In early March, the provincial government of Khyber Pakhtunkhwa (KP) indicated holding elections this June on the newly created provincial constituencies in the erstwhile Federally Administered Tribal Areas (FATA). But the pace with which the government is working on the subject indicates a possible delay in the process.

Given that the provincial government has yet to announce a schedule for the said exercise, the opposition parties also fear that the government might not fulfil the constitutional requirement of holding elections in the tribal districts on time. Also, they have reservations over the delimitation process that the Election Commission of Pakistan (ECP) has carried out. Neither their anxiety about a possible delay in the elections nor their objection to the delimitation exercise is without merit.

The government may be occupied with other issues but first things first, as per merger plan the provincial authorities are supposed to hold elections on provincial seats, i.e., KP 100- KP 115 within the given time frame – that is one year after the 2018 general elections.
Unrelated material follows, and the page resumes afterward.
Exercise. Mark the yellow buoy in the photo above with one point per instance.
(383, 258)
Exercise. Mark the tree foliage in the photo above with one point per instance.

It is therefore essential for the KP government to issue a schedule for elections on seats allocated to the erstwhile FATA.

Moreover, the move of the ECP to allocate one seat to all former frontier regions (FRs), six in numbers, is absurd and nonsensical. These regions are poles apart from each other. These regions are adjacent areas to different districts. How can these make one constituency? The decision of the ECP in this regard is just beyond comprehension. The opposition parties’ reservation to the decision of ECP is justified. ECP must consider the suggestion of these parties in this regard.

The contention of the opposition parties on educating the locals of the erstwhile FATA on the importance of vote also needs consideration. A small awareness campaign on the value of voting the right candidate will be a step forward in the right direction. The demands of the opposition parties to increase the seats of tribal districts in the provincial assembly and giving representation to tribal lawmakers are also worth considering.

Although the opposition parties have made a valuable case outside the premise of the provincial assembly, the parties need to bring all these important issues regarding the start of political activity in the tribal districts on the assembly floor. Only this way the opposition can pressurise the government to take its propositions into account. While the opposition parties have pointed out certain issues in the mainstreaming of the erstwhile FATA, it is up to the government if it genuinely wants to give the people of the tribal districts the rights they have been denied so far.